Der jüngste Sturm, der die Provinzen Salta und Jujuy heimsuchte, hinterließ eine komplexe Bilanz: überlaufende Flüsse, Rettungen von Touristen, überflutete Familien und gesperrte Straßen.
Die Intensität der Regenfälle führte zu historischen Niederschlagsmengen und einem schnellen Anstieg der Wasserstände, der den Zivilschutz, die Feuerwehr und die Provinzbehörden in Alarmbereitschaft versetzte.
Vaqueros und La Caldera: Unterstützte Familien
In Vaqueros, einer Nachbargemeinde der Hauptstadt Salta, wurden fast 30 Familien unterstützt, nachdem Wasser in ihre Häuser eingedrungen war. Der Fluss Vaqueros erreichte einen historischen Pegel und näherte sich fast dem Boden der alten Metallbrücke. Anwohner und Autofahrer überquerten die Struktur mit äußerster Vorsicht, während städtisches Personal Maschinen und Strommasten vor der Strömung rettete.
In La Caldera, einem weiteren kritischen Punkt im Lerma-Tal, wurden 13 Personen gerettet in der Nähe eines Campingplatzes. Feuerwehrleute und Polizisten nutzten Seilrutschen, um die reißende Strömung des Flusses zu überqueren.
Campo Quijano und die Rettung von Touristen
In Campo Quijano wurde eine Gruppe von Touristen, die Trekking unternahmen, von der Flut des Río Blanco, einem Nebenfluss des Río Toro, eingeschlossen.
Sie wurden von Rettungsteams gerettet, in einem Einsatz, der das Ausmaß des Sturms in den Bergregionen widerspiegelte.
Soziale Unterstützung und Erhebungen
Das Gebiet von Desarrollo Social de Salta koordinierte sofortige Unterstützung für die betroffenen Familien, indem es Lebensmittel und Matratzen verteilte.
- In Vaqueros wurden 29 Familien unterstützt.
- In Tartagal erhielten 7 Familien Hilfe.
- In General Mosconi waren 10 Familien von einem Erdrutsch im Campamento Vespucio betroffen.
- In Río Piedras wurden Familien mit überfluteten Häusern begleitet.
- In Joaquín V. González wurden 23 Personen evakuiert.

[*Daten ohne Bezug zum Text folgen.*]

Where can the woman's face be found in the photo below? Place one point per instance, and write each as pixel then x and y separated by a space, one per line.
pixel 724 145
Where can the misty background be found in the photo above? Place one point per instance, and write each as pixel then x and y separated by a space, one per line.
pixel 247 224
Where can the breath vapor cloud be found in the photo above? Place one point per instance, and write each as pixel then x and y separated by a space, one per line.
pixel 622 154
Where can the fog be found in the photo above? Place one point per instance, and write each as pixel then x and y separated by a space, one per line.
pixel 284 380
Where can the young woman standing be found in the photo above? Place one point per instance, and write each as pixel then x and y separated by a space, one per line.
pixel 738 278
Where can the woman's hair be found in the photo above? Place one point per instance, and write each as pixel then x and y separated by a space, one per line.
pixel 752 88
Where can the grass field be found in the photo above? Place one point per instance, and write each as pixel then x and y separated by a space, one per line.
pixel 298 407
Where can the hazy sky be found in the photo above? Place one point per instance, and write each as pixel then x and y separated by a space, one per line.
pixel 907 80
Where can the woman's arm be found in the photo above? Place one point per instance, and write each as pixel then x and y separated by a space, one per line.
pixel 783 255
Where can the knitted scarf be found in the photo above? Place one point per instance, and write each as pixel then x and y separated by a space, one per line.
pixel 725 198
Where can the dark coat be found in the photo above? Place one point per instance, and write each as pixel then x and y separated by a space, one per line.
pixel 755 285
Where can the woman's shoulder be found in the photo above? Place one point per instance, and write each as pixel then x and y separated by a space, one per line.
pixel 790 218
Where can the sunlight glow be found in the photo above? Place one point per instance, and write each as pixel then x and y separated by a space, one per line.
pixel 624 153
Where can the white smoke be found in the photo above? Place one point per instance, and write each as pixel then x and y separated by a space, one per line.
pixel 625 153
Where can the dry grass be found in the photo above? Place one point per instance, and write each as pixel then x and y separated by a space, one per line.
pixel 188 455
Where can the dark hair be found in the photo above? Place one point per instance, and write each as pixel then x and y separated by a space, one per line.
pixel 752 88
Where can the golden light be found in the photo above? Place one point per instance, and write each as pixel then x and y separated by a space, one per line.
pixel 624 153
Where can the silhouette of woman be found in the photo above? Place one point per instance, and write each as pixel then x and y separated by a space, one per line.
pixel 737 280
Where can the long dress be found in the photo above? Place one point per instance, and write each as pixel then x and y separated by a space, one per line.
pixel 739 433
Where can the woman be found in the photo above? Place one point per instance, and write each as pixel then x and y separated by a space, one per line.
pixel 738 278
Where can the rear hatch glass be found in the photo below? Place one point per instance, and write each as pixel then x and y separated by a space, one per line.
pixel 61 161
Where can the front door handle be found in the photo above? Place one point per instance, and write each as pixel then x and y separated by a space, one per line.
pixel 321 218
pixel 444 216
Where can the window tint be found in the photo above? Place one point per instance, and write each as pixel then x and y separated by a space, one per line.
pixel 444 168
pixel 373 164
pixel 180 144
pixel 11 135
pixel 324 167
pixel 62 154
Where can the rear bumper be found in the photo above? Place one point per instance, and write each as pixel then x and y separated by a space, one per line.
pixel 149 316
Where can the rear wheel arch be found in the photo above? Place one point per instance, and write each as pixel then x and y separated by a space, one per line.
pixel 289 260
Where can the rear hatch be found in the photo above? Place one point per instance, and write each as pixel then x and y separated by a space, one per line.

- In General Güemes wurden 3 Familien unterstützt.
- In Urundel und Pichanal wurde Unterstützung für betroffene Familien geleistet.
- In Aguaray wurden 10 Familien aufgrund des Anstiegs eines Baches unterstützt.

Niederschlagsmengen
Das Niederschlagsnetz des INTA registrierte außergewöhnliche Werte:
- San Lorenzo: 106 mm.
- Station Wierna (zwischen Los Yacones und La Caldera): 112 mm.
- Campo Quijano: 75 mm.
- El Encón: 60 mm.
- Santa Apolonia (Cerrillos): 60 mm.
- Las Ceibas (Rosario de Lerma): 78 mm.
- El Naranjo (Chicoana): 80 mm.
Im Gegensatz dazu lagen die Werte in Vaqueros und der Hauptstadt Salta bei etwa 29 mm, was die ungleiche Verteilung der Niederschläge im Lerma-Tal zeigt.
Gesperrte Straßen und Hochwasserwarnung
Die Route 33 nach Cachi blieb zwischen den Kilometern 45 und 55 wegen des Anstiegs von Bächen gesperrt. Die Provinzstraße 19, Zugang zu Los Toldos, wurde ebenfalls wegen des Anstiegs des Río Bermejo geschlossen.
Das Pilcomayo-Warnsystem meldete einen sehr schnellen Anstieg in Aguas Blancas:
- Der Río Bermejo stieg von 1,97 m am 18. Januar auf 5,43 m am 19.
- In Pozo Sarmiento erreichte der Wasserstand 6,25 m.
Diese Pegelstände sind die höchsten des hydrologischen Zyklus und stellen ein hohes Risiko für die Bevölkerung von San Martín und Rivadavia dar, wo eine Warnung vor möglichen erheblichen Überflutungen in der Woche ausgegeben wurde.
Der Sturm in Salta und Jujuy hinterließ ein Bild von klimatischem Notstand: Rettungen von Touristen, evakuierte Familien, gesperrte Straßen und Flüsse auf kritischen Pegelständen.
Die schnelle Reaktion von Zivilschutz, Feuerwehr und sozialen Organisationen verhinderte größere Folgen, aber das Ereignis zeigt die Verwundbarkeit der Region gegenüber extremen Phänomenen und die Notwendigkeit, Warn- und Präventionssysteme zu stärken.